2018年2月19日月曜日

[小ネタ] とどみかね

[日本語の動詞活用形の起源 総目次へ

「あしひきの」考において、「妻籠みに」「足引きの」などは、「籠め」「引け」の転成名詞形であるという論を展開し、そのなかで、

  • 05/0875「行く船を 振り留みかね(布利等騰尾加祢) いかばかり 恋しくありけむ 松浦佐用姫」

等の「留みかね」の「留み」も転成名詞なんじゃないか。「行く船を」のようなヲ格の目的語をとり転成名詞ではないようにも思えるが、「留め」が「かね」の目的語(留めることをかねる(出来ないと判断する))なので、転成名詞が本来だったんじゃないかとした。

この説の補強になるんじゃないかと思う事例に気がついたので補記しておく。

 

 東歌のなかで、「動詞+かね」が連濁している例がある。

  • 14/3442「東道の 手児の呼坂 越えがねて(古要我祢弖) 山にか寝むも 宿りはなしに」
  • 14/3485「剣大刀 身に添ふ妹を 取り見がね(等里見我祢) 音をぞ泣きつる 手児にあらなくに」
  • 14/3538「広橋を 馬越しがねて(宇馬古思我祢弖) 心のみ 妹がり遣りて 我はここにして」

一般に、「動詞+動詞」の複合動詞は連濁せず、「名詞+動詞」の複合動詞は連濁を起こす。

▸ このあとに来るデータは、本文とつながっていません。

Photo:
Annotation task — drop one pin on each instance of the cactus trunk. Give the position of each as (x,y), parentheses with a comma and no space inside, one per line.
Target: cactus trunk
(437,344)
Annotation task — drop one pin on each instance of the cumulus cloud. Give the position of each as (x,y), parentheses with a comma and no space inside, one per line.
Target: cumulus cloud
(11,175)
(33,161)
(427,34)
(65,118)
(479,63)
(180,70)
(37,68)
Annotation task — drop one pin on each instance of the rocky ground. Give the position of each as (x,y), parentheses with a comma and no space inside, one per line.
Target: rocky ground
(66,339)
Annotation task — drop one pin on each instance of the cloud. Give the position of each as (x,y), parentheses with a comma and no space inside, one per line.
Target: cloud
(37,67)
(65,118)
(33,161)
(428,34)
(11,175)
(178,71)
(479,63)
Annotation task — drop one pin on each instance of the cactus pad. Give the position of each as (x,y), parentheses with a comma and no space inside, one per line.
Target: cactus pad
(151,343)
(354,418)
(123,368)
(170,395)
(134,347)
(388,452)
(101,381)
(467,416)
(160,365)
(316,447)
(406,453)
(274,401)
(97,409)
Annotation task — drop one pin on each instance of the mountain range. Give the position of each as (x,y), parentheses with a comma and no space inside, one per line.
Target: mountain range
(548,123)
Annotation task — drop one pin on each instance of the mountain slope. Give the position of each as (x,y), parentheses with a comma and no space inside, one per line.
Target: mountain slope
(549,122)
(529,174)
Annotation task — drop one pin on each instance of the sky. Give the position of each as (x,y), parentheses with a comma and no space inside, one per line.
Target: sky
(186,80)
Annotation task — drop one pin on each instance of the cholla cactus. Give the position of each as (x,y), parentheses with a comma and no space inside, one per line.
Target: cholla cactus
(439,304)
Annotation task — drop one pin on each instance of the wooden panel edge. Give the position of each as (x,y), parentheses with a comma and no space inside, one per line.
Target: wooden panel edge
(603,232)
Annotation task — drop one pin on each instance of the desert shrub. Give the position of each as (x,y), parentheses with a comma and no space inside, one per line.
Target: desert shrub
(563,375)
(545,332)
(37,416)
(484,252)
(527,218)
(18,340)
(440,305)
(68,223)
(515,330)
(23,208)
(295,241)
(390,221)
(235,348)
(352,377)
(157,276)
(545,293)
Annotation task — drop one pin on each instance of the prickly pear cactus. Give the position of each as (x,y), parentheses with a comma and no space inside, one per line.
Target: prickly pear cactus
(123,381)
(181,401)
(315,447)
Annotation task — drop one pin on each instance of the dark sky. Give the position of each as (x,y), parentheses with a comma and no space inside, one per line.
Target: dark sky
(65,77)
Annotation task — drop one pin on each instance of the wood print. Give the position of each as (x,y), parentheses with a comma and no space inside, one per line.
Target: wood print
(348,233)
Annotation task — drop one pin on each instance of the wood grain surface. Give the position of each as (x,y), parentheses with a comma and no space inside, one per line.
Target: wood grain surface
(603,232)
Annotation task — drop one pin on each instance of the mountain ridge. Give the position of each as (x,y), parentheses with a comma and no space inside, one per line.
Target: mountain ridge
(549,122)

たとえば、「思いつく」は連濁しないが「気づく」は連濁するとか。
「動詞+動詞」の複合動詞は現代語においては一語の動詞としてのアクセントを持つが、中古・中世のアクセントでは動詞二語が単に連接しているだけのアクセントだった。つまり、一語化していないので連濁もしないのである。

  • 「行き詰まる(ユキヅマル)」「行き止まる(ユキドマル)」「着膨れる(キブクレル)」「食い倒れる(クイダオレル)」などは、転成名詞形「行き詰まり」「行き止まり」「着膨れ」「食い倒れ」などからの逆成と思われる。複合転成名詞形の場合、「名詞+名詞」の複合語なので連濁するのである。「通りがかり~通りかかる」「つかみどり~つかみとる」のように、複合転成名詞形では連濁、複合動詞では連濁しない、というのが本来パターン。

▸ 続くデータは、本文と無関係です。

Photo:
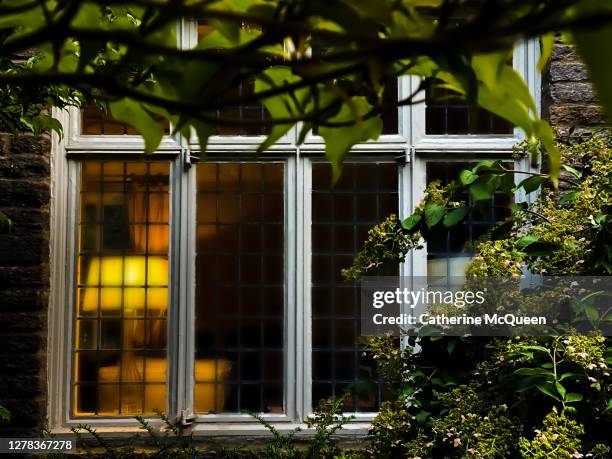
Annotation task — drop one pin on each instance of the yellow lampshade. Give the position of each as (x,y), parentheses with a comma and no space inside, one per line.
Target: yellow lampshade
(130,277)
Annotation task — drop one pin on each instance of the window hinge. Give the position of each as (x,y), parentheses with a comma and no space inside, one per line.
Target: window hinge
(187,417)
(188,158)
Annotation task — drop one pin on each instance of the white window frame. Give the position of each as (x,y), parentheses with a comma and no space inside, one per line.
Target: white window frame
(410,147)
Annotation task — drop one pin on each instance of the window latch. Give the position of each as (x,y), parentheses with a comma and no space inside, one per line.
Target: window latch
(187,417)
(188,158)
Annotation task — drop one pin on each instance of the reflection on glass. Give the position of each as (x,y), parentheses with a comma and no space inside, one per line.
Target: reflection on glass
(446,113)
(239,294)
(95,121)
(122,292)
(450,251)
(365,195)
(252,111)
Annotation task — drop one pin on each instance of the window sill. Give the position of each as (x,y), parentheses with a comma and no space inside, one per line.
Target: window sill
(353,430)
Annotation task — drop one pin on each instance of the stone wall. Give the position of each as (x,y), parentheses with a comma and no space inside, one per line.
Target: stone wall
(568,99)
(24,281)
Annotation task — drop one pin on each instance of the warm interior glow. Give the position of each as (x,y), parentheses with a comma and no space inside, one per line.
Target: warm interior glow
(124,272)
(206,397)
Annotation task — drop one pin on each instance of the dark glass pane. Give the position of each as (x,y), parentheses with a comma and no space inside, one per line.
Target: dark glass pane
(240,288)
(364,196)
(446,113)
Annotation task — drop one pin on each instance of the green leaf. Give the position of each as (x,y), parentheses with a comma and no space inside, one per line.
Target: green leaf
(547,390)
(571,397)
(525,241)
(591,312)
(467,177)
(412,221)
(572,171)
(484,187)
(433,214)
(537,348)
(421,417)
(570,196)
(568,375)
(133,113)
(455,216)
(48,122)
(532,372)
(281,106)
(560,389)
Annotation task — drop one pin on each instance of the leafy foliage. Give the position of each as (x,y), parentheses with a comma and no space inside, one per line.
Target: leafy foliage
(507,397)
(321,63)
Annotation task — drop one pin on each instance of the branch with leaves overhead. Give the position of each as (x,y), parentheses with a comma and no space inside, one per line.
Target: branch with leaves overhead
(320,63)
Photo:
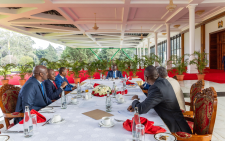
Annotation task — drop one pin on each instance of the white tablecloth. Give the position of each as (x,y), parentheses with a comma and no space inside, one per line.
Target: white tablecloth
(83,128)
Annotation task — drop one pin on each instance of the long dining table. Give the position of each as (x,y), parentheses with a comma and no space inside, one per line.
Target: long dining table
(78,126)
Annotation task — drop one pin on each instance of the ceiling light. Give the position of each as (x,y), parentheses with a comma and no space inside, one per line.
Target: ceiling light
(176,26)
(142,37)
(199,12)
(171,6)
(95,26)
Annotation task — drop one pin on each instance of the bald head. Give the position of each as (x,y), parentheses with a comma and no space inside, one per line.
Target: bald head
(151,74)
(51,74)
(40,73)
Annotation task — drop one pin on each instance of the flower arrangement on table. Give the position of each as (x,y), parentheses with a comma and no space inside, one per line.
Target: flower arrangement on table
(101,90)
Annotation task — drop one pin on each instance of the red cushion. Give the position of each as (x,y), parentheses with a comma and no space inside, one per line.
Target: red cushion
(183,135)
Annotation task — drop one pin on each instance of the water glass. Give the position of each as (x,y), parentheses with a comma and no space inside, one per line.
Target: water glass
(34,121)
(140,132)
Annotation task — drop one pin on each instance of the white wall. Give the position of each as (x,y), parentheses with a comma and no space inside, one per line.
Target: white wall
(197,41)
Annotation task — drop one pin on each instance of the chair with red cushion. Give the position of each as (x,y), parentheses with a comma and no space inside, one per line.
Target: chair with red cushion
(8,99)
(195,88)
(205,108)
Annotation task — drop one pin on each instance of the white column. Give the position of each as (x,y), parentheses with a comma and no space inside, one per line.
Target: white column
(169,66)
(156,47)
(191,7)
(148,45)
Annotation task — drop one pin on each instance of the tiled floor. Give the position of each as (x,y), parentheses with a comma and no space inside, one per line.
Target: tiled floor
(219,128)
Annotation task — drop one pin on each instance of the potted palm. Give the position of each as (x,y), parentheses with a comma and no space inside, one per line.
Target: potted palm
(179,65)
(75,70)
(201,62)
(134,66)
(4,71)
(23,71)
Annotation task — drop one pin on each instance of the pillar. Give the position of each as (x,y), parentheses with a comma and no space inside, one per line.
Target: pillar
(169,65)
(191,7)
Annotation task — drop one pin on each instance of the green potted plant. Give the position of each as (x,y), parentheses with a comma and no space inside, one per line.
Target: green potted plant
(134,66)
(75,70)
(150,60)
(4,69)
(201,62)
(179,65)
(23,71)
(49,64)
(91,69)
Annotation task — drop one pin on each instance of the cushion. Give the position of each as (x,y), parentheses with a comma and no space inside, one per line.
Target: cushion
(9,100)
(203,114)
(183,135)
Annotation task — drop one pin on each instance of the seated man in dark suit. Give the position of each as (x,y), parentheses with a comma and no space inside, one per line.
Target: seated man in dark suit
(162,98)
(145,87)
(114,73)
(61,77)
(33,93)
(52,90)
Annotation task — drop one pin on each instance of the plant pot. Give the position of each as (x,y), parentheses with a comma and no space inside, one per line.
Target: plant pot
(201,76)
(5,81)
(76,80)
(22,82)
(180,77)
(134,76)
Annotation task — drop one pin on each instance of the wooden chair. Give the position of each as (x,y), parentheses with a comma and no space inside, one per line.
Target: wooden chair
(205,108)
(8,99)
(195,88)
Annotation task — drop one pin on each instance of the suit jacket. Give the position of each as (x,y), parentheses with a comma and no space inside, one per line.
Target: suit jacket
(118,74)
(162,98)
(59,80)
(51,90)
(178,92)
(223,61)
(31,95)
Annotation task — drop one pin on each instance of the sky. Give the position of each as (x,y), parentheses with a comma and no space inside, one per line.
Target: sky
(39,42)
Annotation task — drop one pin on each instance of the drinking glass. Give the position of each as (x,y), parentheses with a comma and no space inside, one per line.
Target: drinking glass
(140,132)
(34,121)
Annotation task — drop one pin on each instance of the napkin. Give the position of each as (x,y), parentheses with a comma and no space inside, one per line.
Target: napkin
(40,117)
(128,82)
(149,127)
(96,84)
(119,92)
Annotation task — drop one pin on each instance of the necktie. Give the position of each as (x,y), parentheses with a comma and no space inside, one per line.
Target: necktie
(42,89)
(54,84)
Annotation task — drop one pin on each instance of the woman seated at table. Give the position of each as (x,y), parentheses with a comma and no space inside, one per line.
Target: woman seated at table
(114,73)
(162,98)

戸田 (1988) は、外国人による辞書 (ローマ字表記のため清濁が明らか) で連濁有無の統計を取ってくれているが、そこでもこの傾向は明らかである。動詞+動詞の連濁率が顕著に低く、名詞+動詞の連濁率は高い。転成名詞は名詞と同じような連濁傾向を示す。

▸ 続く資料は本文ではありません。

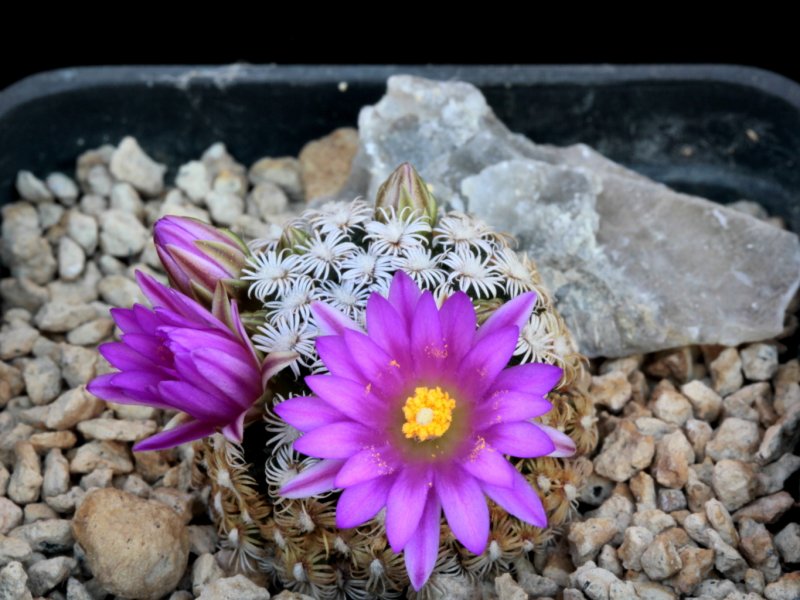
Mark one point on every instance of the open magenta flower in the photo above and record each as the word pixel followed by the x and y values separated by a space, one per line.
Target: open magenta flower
pixel 180 356
pixel 417 414
pixel 196 255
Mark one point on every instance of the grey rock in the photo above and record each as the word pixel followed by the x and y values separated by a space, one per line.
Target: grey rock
pixel 130 163
pixel 607 272
pixel 787 541
pixel 284 172
pixel 63 188
pixel 759 361
pixel 734 483
pixel 660 559
pixel 71 407
pixel 38 511
pixel 83 229
pixel 224 208
pixel 120 291
pixel 12 549
pixel 23 293
pixel 71 259
pixel 121 233
pixel 10 515
pixel 26 479
pixel 735 439
pixel 49 214
pixel 126 199
pixel 76 590
pixel 14 582
pixel 238 587
pixel 49 536
pixel 93 204
pixel 97 454
pixel 193 178
pixel 726 372
pixel 42 380
pixel 58 317
pixel 112 429
pixel 636 541
pixel 265 201
pixel 91 332
pixel 17 339
pixel 47 574
pixel 56 474
pixel 671 500
pixel 772 477
pixel 786 588
pixel 32 188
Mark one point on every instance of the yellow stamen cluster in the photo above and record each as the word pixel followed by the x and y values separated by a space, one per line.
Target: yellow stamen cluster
pixel 428 413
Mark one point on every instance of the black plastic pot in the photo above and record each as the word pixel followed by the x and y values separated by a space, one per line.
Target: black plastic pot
pixel 722 132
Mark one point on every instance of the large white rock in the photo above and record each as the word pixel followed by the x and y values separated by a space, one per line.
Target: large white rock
pixel 634 266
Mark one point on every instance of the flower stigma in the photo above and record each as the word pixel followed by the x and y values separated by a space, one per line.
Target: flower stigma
pixel 428 413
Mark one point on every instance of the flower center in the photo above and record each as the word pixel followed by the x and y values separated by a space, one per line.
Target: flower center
pixel 428 413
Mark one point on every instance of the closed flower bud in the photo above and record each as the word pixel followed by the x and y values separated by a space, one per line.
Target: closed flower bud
pixel 405 189
pixel 197 255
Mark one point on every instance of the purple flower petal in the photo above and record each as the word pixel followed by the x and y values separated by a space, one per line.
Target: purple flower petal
pixel 423 548
pixel 312 481
pixel 337 440
pixel 488 465
pixel 234 431
pixel 536 379
pixel 353 399
pixel 458 327
pixel 521 439
pixel 306 413
pixel 330 321
pixel 427 340
pixel 382 320
pixel 367 465
pixel 188 432
pixel 465 508
pixel 519 500
pixel 377 367
pixel 486 360
pixel 359 503
pixel 405 504
pixel 514 313
pixel 563 443
pixel 507 406
pixel 403 295
pixel 198 403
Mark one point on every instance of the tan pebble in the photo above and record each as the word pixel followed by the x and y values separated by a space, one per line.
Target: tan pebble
pixel 612 390
pixel 706 402
pixel 134 547
pixel 767 509
pixel 726 372
pixel 674 454
pixel 588 537
pixel 624 453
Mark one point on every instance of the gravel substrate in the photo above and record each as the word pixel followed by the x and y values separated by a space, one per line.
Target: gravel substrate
pixel 693 493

戸田 (1988) での分類このブログでの用語表記日葡辞書 (1603)和英語林集成 (1872)
動詞連用形+動詞動詞+動詞1.11% (14/1,264)3.34% (36/1,079)
名詞+動詞名詞+動詞80.72% (67/95)64.84% (177/279)
動詞連用形+居体言
(修飾関係)
転成名詞+転成名詞
(修飾関係)
55.25% (100/181)46.76% (137/303)
名詞+居体言
(修飾関係)
名詞+転成名詞
(修飾関係)
66.88% (416/642)59.12% (755/1,287)
動詞連用形+居体言
(並立関係)
転成名詞+転成名詞
(並立関係)
0% (0/7)5.88% (1/17)

しかし、上代東国方言では「越えがね」「見がね」「越しがね」は連濁している。上代東国歌謡の清濁表記にどこまで信を置けるのかという問題はあるのだが、実際連濁しているのだとすれば、「かね」の前の「越え」「見」「越し」は動詞連用形じゃなくて名詞、転成名詞なんじゃないか、という論を立てることが出来るのである。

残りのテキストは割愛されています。